Henri Matisse (Francia 1869 – 1954) fue uno de los maestros que mejor retrató el movimiento en la pintura. Pocos han capturado la estética de la danza como él. Perteneció al Fauvismo, movimiento que privilegiaba la espontaneidad y vitalidad a través del uso de una amplia paleta de colores. La forma era compuesta de manera alejada a los cánones clásicos; lo importante era expresar con intensidad las tonalidades que estructuraban el cuadro.

Para Matisse la contemplación del color era una puerta por la que el hombre podía llegar a la paz interna. En uno de sus cuadros más populares, La Danza, explora este efecto calmante a través de la sensual escenificación de un grupo de mujeres bailando en medio de la naturaleza.

Hubo dos versiones de este cuadro, uno elaborado en 1909 que hoy se encuentra en el Museo de Arte Moderno de Nueva York y otro realizado en 1910, ubicado actualmente en el Museo del Hermitage de San Petesburgo. La diferencia entre ambos se ve en las tonalidades de colores, levemente distintas entre ambas obras. A través de la mezcla de tonos fríos y cálidos, el artista genera sensaciones de calma y vitalidad.
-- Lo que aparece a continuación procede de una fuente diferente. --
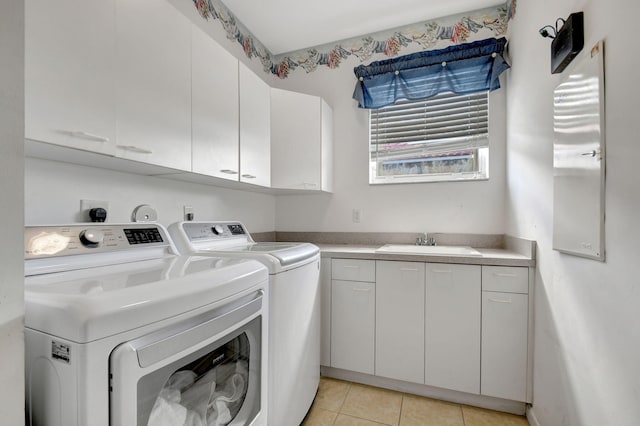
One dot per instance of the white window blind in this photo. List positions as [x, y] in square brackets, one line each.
[445, 137]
La inspiración llegó al francés luego de adquirir una pintura de Cézanne, Tres Bañistas, en donde se puede ver un grupo de individuos preparándose para darse un baño en medio de un paisaje bucólico. Matisse tomó esta idea  y trató de pensar cómo pintar en el lienzo un grupo de mujeres desnudas bailando.

Cézanne - Tres Bañistas
Cézanne – Tres Bañistas

El círculo, manifestado en una ronda que ocupa casi toda la estructura rectangular del lienzo, fue la forma con la que el pintor logró dar respuesta a esta cuestión. El cielo y la tierra son lisos, lo que hace centrar la atención en la idea de movimiento que genera la escena central. La forma levemente deformada de las mujeres transmite el éxtasis que sienten en el acto del baile.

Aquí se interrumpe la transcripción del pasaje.